Earlier this week, I participated in Time magazine’s “The Future of Mobility” panel, which focused on the implications of mobile technology for the developing world. As I’ve previously noted, certain advances in mobile technology in places like Kenya could leapfrog those in the United States. Perhaps the best example of this is mobile money, which is taking off in Africa but still struggling to get traction in the U.S. As Kiva CEO and co-founder Matt Flannery remarked during the panel, “Mobile money in Africa is a solution to a problem, whereas in the United States, mobile payments are a solution looking for a problem.” Satisfied with widely accepted credit cards and easily accessible online checking accounts, people in advanced economies have less need to adopt mobile phone-based banking; in Kenya, where access to traditional banking is far more limited, some 40 percent of the adult population now uses mobile money.
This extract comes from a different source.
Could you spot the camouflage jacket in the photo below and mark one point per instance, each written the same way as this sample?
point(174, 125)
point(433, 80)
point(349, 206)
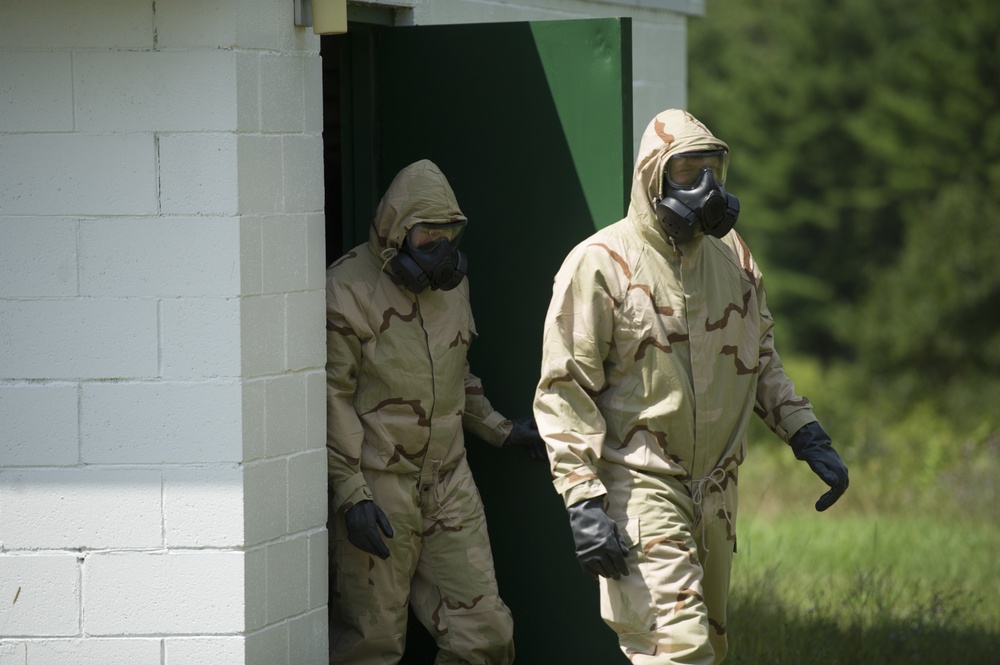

Of course, mobile technology is also transforming the way many things are done in the U.S. One featured speaker at the Time event, Travis Kalanick—the CEO and co-founder of the mobile application-based car service start up Uber—discussed how changes in mobile hardware and software, such as longer battery life and updated operating systems, made his thriving business possible. Another panelist, TechNet CEO Rey Ramsey, discussed the economic benefits of mobile applications in light of a study his organization conducted, which found “there are now roughly 466,000 jobs in the ‘App Economy’ in the United States, up from zero in 2007.” Ramsey noted how the relatively low barriers to entry in mobile app development meant that “apps” jobs are found across the U.S., not just in the cities associated with innovation.
Many people in Africa and other places in the developing world do not yet use internet-enabled phones, the technology that has made much of the mobile apps industry in the U.S. possible. Even in highly connected Kenya, only about ten out of every 100 people used the internet in 2009, and only about five out of every one hundred people had a mobile internet subscription. Nevertheless, Africa is already seeing the benefits of the mobile technology industry, both as a driver of economic growth and innovation. The relatively low barriers to entry for app development is a global phenomenon, and helps explain the rapidly growing tech services economy in Kenya, which is known for its innovations in mobile applications. Kenya’s exports of technology-related services has grown more than 20-fold in the past decade.
However, even a center of mobile innovation like Kenya has not even begun to meet its potential. Some tech observers are very bullish on the future of smartphones in Africa for reasons ranging from declining smart phone prices to trends in African mobile phone adoption and the African economy. “There are already 84m internet-enabled mobiles in Africa. It is predicted that 69 percent of mobiles in Africa will have internet access by 2014,” reported The Economist Intelligent Life in 2011.
What would greater incidence of internet-enabled phones mean for developing countries? Beyond potentially spurring a more robust “app economy,” it could also have important implications for development projects. Increased internet connectivity could make mobile phones into better learning platforms for students; it could give doctors in rural areas more robust information with which to make diagnoses, give treatment, and track patients. Internet-enabled phones are no silver bullet solution to development challenges, and extending access to groups sometimes left out of the mobile revolution (the poorest citizens, and women more generally) will be a formidable task. As of 2010, an estimated 36 percent of Africans in the “25 countries [that] contain 91 percent of the continent’s mobile connections” still aren’t connected by mobile phone—of any kind. Still, expect more transformational innovation ahead.